With Questetra, business personnel’s tasks are now automatically assigned in the order they should be processed. As a result, each staff member now only has to handle their assigned tasks. This eliminates the need for designers to request submissions or confirmations, reducing the workload and allowing them to concentrate on their design work.
Also, by using concurrent processing items, tasks related to data collection can now be assigned to all doctors at the same time. As a result, the time to complete the report has been shortened compared to when the designer used to request the submissions individually.
Work handover has also become easier. Questetra itself, in which business progresses according to the workflow diagram, plays the role of a business manual. As a result, it is no longer necessary to explain the work to new staff, and the burden of handing over work has been reduced.
Q. What are you planning to do via Questetra in the future?
We are now considering that Questetra can be used in the process of machine learning in the research and development of artificial intelligence, which we are focusing on.
In our ophthalmology department more than 3 million images and clinical data of more than 70,000 patients have been obtained, and we are developing various solutions by applying this data to machine learning. For example, we have developed an AI that determines whether an eye is left or right by analyzing the image of the eye.
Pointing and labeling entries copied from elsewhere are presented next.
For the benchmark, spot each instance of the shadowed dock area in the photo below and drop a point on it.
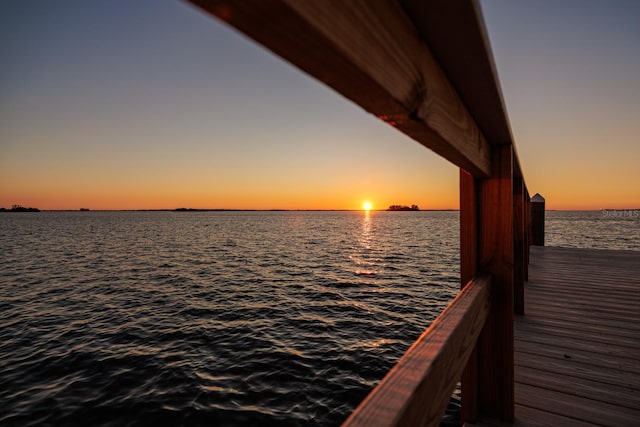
(577, 348)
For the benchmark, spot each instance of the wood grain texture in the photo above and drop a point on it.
(519, 231)
(371, 53)
(416, 391)
(577, 350)
(495, 257)
(468, 269)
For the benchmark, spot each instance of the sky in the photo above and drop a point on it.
(152, 104)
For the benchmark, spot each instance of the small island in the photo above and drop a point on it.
(18, 208)
(403, 208)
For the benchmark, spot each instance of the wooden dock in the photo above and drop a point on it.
(573, 357)
(577, 348)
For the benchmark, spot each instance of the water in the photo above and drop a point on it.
(604, 229)
(212, 318)
(225, 318)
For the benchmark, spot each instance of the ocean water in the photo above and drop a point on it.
(226, 318)
(212, 318)
(604, 229)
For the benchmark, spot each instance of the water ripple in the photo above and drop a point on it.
(282, 318)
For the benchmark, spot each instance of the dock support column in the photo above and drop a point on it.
(537, 220)
(487, 238)
(519, 231)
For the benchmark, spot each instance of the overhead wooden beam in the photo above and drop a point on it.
(371, 53)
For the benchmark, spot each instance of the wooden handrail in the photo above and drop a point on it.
(369, 52)
(417, 389)
(407, 62)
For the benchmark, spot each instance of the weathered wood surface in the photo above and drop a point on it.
(417, 389)
(371, 53)
(495, 256)
(577, 349)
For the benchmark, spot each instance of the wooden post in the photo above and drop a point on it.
(537, 220)
(468, 269)
(495, 256)
(519, 230)
(487, 242)
(527, 232)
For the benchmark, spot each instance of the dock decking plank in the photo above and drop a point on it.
(577, 347)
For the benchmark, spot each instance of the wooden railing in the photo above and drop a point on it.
(418, 388)
(425, 68)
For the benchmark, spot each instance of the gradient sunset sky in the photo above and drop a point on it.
(152, 104)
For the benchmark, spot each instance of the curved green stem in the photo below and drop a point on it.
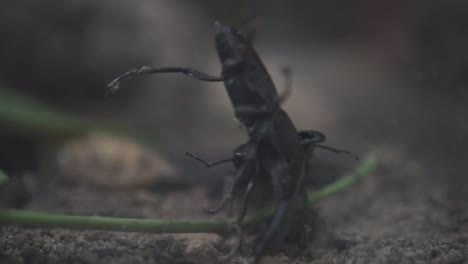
(45, 220)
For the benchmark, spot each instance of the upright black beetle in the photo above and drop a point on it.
(275, 148)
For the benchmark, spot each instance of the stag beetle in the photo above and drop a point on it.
(275, 149)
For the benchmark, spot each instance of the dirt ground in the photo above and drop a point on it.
(395, 216)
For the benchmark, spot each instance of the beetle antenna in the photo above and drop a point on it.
(114, 84)
(338, 151)
(287, 86)
(208, 164)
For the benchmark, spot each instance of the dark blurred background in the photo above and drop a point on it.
(371, 75)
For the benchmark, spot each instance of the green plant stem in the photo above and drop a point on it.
(45, 220)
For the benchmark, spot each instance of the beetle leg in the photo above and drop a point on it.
(209, 164)
(252, 110)
(114, 84)
(278, 227)
(245, 200)
(337, 151)
(228, 196)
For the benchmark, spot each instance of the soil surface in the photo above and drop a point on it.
(397, 215)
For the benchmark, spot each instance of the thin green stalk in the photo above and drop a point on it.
(44, 220)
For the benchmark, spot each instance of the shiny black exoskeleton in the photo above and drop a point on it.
(275, 149)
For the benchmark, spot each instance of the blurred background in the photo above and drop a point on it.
(387, 76)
Usually, a nurse visually confirms which of the patient’s eyes will be operated on. In addition to this, at our hospital we use a tablet to take pictures of the eyes of patients who have their faces covered with a cloth during surgery and use this AI to check which eye is the target of surgery. This minimizes the risk of misidentifying the eye to be operated on.
Machine learning is the process of finding rules from a large amount of data, and mainly consists of three processes: data preprocessing, model learning, and model verification. Many of the tasks in these processes involve reading images and other tasks that are performed in a set procedure.
In such routine work, we believe that process management is important in order to reduce errors, unevenness, and waste, and to further improve work quality, so we are also considering how we can utilize Questetra in the future.